Although the specificity of growth velocity was high (90%), its sensitivity was low (37%) for PP (
2). In our study, most of the girls referred with early pubertal signs were in the grey zone. The diagnostic challenges are the most common in this period. Moreover, we had not time long enough to follow patients’ growth velocities due to health insurance payment instructions. As the scoring system does not include growth velocity, it can also be applied as a diagnostic tool in girls for whom growth history data are unavailable. In addition, it can be a useful alternative in patients in whom the GnRH test cannot be performed in practice. Because the scoring system is based mostly on clinical findings, it provides a faster diagnosis, non-invasive and more cost-effective approach than the GnRH test.

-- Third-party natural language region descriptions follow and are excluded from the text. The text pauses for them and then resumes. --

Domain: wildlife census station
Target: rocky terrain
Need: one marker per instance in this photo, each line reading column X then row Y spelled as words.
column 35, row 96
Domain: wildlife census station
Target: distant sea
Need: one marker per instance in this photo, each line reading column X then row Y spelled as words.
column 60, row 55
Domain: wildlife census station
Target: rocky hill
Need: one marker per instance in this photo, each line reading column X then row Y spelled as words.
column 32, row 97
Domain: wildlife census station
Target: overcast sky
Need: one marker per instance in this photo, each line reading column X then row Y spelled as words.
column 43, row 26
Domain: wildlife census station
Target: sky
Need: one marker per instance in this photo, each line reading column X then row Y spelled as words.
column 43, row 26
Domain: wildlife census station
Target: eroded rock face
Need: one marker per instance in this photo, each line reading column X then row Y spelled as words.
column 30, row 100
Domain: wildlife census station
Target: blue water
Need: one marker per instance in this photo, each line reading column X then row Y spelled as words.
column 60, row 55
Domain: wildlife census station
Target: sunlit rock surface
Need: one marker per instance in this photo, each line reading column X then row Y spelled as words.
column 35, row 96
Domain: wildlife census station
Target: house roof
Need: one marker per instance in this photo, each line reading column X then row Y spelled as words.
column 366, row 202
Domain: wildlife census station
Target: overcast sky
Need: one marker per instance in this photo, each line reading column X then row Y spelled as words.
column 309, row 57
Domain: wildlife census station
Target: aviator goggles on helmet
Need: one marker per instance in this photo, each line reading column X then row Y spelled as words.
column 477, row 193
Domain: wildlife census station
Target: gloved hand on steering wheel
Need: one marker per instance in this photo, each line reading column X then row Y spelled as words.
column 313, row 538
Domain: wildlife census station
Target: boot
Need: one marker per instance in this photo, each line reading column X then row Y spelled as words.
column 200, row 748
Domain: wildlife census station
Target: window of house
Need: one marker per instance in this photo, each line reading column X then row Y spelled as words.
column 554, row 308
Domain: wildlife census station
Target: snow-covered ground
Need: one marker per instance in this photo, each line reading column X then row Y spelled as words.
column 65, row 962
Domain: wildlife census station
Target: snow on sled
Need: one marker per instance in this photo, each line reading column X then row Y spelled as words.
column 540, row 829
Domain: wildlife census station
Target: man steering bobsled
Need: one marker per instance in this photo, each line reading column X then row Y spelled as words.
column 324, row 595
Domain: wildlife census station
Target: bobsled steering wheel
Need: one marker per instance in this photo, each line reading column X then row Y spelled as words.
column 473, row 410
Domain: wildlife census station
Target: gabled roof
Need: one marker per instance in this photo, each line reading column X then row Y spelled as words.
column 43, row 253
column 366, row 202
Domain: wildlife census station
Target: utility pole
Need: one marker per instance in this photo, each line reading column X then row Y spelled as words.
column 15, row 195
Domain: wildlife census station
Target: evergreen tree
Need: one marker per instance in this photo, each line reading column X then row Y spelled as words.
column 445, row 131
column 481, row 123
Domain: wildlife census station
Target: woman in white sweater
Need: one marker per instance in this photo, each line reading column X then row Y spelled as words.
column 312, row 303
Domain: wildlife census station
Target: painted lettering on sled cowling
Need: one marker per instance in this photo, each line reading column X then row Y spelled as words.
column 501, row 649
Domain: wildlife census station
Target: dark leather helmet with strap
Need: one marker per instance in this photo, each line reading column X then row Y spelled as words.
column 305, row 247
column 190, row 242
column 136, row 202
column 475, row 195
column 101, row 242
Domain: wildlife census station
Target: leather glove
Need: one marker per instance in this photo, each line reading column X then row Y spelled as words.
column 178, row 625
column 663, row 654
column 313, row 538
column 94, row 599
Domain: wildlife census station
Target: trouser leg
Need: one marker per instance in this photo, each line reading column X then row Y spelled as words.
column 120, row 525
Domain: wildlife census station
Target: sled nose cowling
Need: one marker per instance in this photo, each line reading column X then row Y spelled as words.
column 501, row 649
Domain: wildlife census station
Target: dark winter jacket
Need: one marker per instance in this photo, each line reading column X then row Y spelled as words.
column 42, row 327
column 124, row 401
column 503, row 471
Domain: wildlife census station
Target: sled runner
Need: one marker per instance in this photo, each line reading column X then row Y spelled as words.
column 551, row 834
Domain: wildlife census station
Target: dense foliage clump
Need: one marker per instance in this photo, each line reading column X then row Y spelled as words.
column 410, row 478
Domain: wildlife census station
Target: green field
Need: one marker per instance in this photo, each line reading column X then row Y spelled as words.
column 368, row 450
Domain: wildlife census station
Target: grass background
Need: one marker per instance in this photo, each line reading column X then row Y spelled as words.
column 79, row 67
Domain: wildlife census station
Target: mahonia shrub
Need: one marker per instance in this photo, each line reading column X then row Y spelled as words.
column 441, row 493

The first part of our study was retrospective, and we selected conventional diagnostic variables. The accuracy of the scoring system could be increased by including other significant findings, such as the results of pituitary gland MRI. We suggest that country-specific scoring systems need to be developed. Our study is the first to develop a scoring system for PP. The findings could not be compared with those in the literature due to absence of similar studies. However, our results were compatible with findings reported in studies of scoring systems of different diseases (
12,
13).
We applied the constructed model to a second cohort group, which consisted of girls who were referred with early pubertal signs. The sensitivity and specificity of M in this cohort group was 90% and 89.4%, respectively, and its PPV was 53%. In the cohort group, PPV was not as high as in the study group. We attributed this finding to the small size of the study population (PP n = 10, PT n = 7). The GnRH test was performed in all the girls in the cohort group.
One of the limitations of this study (first part) is that data was collected retrospectively. The number of cases that we could not reach their records could affect results. Second limitation is that it was a single-center study.Therefore, this first scoring model must be approved by multicenter trials. Another limitation is borderline scores. Using this system, patients with borderline scores (total score of 5 points in M) are considered to have PT. This may pose a diagnostic challenge. In such cases, we recommend taking advanced bone age into account.
5.1. Conclusions
The proposed diagnostic scoring system based on clinical and laboratory findings offers a standard, cost-effective and simple approach to the differential diagnosis of PP, PT and its variants. It also eliminates some disadvantages of the GnRH test and may serve as an alternative or complementary tool for use in the differential diagnosis of PP.